Whilst us mere mortals consider the new year as the ideal opportunity to hit the reset button, in the world of sport the twists and turns of the plot-line seem to roll on, uninterrupted. To kick proceedings off here on The Commentary Box, a series of posts will see us look at some of the most entertaining sporting storylines spilling over into the new year. Let’s start by looking at boxing.
Floyd Mayweather’s skills declining?
Boxing is a sport shrouded in uncertainty: a one punch knock-out and the fight can be over in a second. The one fact that we can state with certainty is Floyd “Money” Mayweather is simply the best boxer in the world. The American has flat out dominated the sport for the best part of six years. He practically owns the number one pound for pound position (Aside from a brief retirement which saw Manny Pacquiao take the top spot). Mayweather dominates the squared circle to the extent that it is rare for opponents to land a clean blow, let alone win rounds outright. Last year this seemed to change.On a crisp May night in Vegas, we saw cracks appear in his aura of invincibility. Up against the battle hardened Puerto Rican Miguel Cotto , (no spring Chicken himself), he was pushed harder than most analysts had expected. Floyd’s decision to fight off the ropes saw him caught by Cotto on more than one occasion. The great champion’s nose was bloodied by his opponent’s onslaught; a rare site indeed. Although he went on to win a unanimous decision, for the first time in years we were not fully convinced by the boisterous five weight division world champion’s performance. Despite this below par performance current indications are that this is most probably a classic “much about nothing” case. Everyone has their off day, right?

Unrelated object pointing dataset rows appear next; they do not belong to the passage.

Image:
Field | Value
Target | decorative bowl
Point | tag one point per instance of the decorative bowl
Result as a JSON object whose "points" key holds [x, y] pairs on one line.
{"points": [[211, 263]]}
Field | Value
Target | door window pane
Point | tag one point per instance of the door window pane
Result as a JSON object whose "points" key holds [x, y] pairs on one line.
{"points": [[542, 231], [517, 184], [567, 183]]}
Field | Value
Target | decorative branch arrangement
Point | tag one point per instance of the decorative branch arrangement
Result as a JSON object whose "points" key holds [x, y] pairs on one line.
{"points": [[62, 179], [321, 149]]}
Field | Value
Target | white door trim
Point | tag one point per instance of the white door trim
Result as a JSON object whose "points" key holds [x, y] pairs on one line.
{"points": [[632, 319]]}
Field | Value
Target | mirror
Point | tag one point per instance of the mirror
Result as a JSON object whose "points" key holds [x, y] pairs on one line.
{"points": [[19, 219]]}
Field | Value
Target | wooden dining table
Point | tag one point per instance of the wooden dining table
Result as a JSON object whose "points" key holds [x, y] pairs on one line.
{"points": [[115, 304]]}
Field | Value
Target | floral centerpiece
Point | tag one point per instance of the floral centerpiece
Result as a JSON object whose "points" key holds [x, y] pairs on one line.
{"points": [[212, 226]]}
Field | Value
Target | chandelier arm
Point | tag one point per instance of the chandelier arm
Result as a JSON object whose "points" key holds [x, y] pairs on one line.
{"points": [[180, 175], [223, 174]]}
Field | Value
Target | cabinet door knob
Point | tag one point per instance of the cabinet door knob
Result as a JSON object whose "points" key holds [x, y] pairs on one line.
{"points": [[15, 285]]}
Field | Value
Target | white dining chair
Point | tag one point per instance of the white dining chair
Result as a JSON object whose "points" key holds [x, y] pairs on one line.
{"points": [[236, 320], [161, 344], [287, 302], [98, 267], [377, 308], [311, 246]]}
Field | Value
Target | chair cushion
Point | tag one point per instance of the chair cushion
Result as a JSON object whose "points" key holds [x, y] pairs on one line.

The fact Mayweather has only elected to fight once a year since his 2008 comeback does add to the uncertainty, we are due to find out how much the champ’s skills have eroded, if at all. Unusually, he is scheduled to step into the the ring twice- in May and September. All the questions surrounding his supposed decline will no doubt be answered, a mouth-watering prospect for fight fans. The May showdown will most likely be against Robert Guerrero, a solid welterweight contender ranked number ten pound for pound by “The Ring” magazine. This should be a litmus test, a test that that the Mayweather we’re accustomed to would pass with flying colours. Which version of “Money” will we see come fight night, the master of the sweet science or a man who looks as old as his 36 years?